Bossam (보쌈)

I’m not going to lie, I’ve used the word delicious about 20 times in two languages today and I’m only halfway through the day. I don’t even care.

Today, my friends, is Kimchi Day at school. My feelings about kimchi have changed very little since my delirious kimchi-drunk ramblings this time last year – if anything, I have only fallen more and more in love. Last weekend was the national kimchi-making weekend across Korea, and I was very disappointed not to get to go on the special “let’s teach the foreigners how to make kimchi” daytrip (I had a friend’s birthday party to attend). To my delight, the class was such a success that they’re having another one next month, and I have signed up with great excitement. I’ll get to make, keep, and eat my very own kimchi. Two kilos of the stuff! *happy dance*

In the meantime, the local ajummas have been drafted in today to help the cooking lady make the school’s kimchi supply for the year. I have once again been crossly shooed out of the kitchen after almost falling headfirst into the ginormous basin of sauce containing approximately a million cloves of garlic, but I am taking my banishment well, thanks to the lunch we’ve just had to celebrate kimchi-making day.

The first time I was served bossam, I looked at it with disappointed sadness. I hadn’t been here that long, and thought Korean food was all quite weird and unappealing. I was really hungry, and all I was being given to eat was disgusting fatty pork and horrible fermented cabbage leaves?! The horror. Now, however, it ranks up there around the same level as yukgaejang and japchae on my list of Frickin’ Amazing Korean Dishes.

Bossam is a kind of ssam – that is to say, one of the dishes that involves wrapping a piece of meat in a leaf of some sort, and eating it with a tasty sauce. Bossam is the steamed pork version. I admit, it doesn’t look that appealing to the newcomer’s eye. The pork is very fatty – lots of the pieces are almost all fat and hardly any meat – but you’ll often be served a varied selection of cuts, with plenty of lean, fat-free pieces, too. Of course, me being me, I never touch those, and go for the fatty slices every time. They are absolutely – wait for it – delicious. So soft, melt-in-your-mouth tender, and flavourful, even on their own. But then you wrap them in a lettuce leaf with a big piece of spicy, crunchy, garlicky kimchi and a dab of ssamjang, and it’s like an explosion of… of deliciousness on your taste buds.

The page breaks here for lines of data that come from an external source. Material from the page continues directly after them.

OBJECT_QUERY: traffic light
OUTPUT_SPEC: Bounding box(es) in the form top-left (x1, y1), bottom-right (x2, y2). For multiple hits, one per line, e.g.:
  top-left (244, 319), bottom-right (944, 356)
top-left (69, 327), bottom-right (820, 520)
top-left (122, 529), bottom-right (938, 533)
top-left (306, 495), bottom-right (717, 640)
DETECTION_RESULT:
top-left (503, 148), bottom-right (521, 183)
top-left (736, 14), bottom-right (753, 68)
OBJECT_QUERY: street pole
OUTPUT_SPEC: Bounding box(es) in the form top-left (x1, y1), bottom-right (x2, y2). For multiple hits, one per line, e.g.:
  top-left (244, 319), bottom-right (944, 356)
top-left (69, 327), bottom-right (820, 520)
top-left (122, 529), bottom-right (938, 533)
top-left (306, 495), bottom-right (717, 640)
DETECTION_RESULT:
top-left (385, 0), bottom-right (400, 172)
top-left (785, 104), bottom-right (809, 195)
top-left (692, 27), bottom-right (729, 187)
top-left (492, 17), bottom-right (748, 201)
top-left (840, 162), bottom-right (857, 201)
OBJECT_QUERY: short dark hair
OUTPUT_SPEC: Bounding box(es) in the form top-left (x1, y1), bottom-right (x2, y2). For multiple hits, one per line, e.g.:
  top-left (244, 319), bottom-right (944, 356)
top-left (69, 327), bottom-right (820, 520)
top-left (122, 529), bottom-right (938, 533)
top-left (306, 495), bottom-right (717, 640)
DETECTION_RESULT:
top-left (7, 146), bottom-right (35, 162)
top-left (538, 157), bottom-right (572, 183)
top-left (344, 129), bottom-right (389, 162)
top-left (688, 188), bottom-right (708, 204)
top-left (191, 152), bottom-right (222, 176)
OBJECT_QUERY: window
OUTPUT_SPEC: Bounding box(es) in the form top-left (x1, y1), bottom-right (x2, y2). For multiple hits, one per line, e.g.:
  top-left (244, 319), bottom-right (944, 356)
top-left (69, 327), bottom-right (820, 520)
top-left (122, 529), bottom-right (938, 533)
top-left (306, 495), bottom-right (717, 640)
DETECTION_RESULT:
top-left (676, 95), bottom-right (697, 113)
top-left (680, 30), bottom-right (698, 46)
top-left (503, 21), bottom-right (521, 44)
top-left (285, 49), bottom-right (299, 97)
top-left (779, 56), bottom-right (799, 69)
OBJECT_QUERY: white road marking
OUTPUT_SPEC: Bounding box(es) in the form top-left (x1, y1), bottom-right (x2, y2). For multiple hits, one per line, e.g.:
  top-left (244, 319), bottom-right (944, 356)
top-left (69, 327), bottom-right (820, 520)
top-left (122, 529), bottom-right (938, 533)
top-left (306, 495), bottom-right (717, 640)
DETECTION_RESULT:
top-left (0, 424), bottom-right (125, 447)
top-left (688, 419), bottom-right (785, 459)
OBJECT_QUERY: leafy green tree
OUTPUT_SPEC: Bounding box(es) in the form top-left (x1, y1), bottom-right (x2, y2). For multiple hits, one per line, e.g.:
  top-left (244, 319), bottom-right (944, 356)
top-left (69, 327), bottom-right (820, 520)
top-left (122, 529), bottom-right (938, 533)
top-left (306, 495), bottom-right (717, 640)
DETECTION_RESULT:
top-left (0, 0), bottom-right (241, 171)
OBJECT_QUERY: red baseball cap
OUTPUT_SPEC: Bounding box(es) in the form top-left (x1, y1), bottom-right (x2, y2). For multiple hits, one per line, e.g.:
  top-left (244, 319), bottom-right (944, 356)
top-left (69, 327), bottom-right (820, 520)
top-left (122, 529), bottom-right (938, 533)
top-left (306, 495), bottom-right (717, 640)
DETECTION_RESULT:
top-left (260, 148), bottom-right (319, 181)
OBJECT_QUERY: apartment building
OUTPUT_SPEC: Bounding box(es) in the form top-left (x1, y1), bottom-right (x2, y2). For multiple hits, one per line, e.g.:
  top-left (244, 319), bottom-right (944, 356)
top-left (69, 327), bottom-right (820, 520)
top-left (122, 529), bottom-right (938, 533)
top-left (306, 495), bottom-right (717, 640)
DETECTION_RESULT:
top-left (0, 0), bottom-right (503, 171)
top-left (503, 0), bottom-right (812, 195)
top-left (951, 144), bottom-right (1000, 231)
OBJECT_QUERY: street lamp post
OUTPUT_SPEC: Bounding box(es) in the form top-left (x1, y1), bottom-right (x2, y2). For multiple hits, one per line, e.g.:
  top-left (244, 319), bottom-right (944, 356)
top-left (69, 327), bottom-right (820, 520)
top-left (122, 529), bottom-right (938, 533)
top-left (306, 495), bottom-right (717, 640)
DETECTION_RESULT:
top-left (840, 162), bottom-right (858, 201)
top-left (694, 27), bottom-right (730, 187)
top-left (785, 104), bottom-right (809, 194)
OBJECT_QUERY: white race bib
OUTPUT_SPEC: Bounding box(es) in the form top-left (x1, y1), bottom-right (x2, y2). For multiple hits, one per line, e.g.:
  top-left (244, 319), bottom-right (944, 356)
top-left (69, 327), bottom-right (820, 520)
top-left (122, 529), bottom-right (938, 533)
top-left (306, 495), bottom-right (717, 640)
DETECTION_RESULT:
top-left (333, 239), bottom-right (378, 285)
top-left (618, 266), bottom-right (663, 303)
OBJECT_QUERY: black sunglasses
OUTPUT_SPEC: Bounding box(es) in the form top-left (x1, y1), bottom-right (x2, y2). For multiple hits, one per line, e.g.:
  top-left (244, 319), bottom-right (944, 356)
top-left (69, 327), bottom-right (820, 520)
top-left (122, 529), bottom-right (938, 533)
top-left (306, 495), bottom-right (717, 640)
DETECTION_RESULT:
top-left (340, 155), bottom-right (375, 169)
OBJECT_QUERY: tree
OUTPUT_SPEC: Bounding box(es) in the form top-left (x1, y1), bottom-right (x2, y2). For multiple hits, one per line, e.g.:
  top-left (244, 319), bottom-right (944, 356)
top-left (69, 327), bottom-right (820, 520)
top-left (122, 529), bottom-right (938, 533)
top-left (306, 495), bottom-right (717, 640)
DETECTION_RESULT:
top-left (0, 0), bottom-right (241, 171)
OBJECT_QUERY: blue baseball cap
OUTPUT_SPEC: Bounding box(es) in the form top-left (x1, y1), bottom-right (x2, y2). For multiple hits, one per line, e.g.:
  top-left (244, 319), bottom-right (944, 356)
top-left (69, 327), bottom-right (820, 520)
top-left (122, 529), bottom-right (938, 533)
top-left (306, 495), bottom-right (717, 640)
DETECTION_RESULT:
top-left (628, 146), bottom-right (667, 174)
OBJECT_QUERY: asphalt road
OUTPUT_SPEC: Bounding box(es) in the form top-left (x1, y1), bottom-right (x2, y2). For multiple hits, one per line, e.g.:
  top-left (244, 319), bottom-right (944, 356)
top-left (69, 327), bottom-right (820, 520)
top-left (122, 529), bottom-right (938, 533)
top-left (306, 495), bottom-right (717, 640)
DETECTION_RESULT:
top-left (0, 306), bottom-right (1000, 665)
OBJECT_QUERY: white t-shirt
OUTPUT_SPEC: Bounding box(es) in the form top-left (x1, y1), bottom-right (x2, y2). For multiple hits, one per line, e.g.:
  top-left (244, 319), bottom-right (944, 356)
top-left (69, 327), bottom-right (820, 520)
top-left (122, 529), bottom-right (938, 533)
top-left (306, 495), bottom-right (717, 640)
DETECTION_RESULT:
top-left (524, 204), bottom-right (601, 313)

The fresh kimchi today was spicier than the stuff we usually have, but it was the sort of heat that creeps up on you gradually rather than setting your mouth on fire at the first bite. By the end of the meal we were all making hissing noises and gulping down cold water, and yet no one could stop eating the bossam. It is too good, trust me on this. The combined flavours and textures of the meat and the kimchi are just out of this world. I actually caught myself doing my happy dance as I returned to my classroom after lunch, when I could eat no more.

Apparently we’re getting bossam for lunch at our kimchi-making class, too. Hurrah! I can’t believe there was once a time when my life did not have Korean food in it.

It’s DELICIOUS, I tell you.


2 thoughts on “Bossam (보쌈)

  1. I don’t know that I’ll ever love kimchi, but I do eat it as a matter of course with all kinds of ‘ssam’ and really like it in combination with everything else. I love ssamjang, too, and buy it regularly.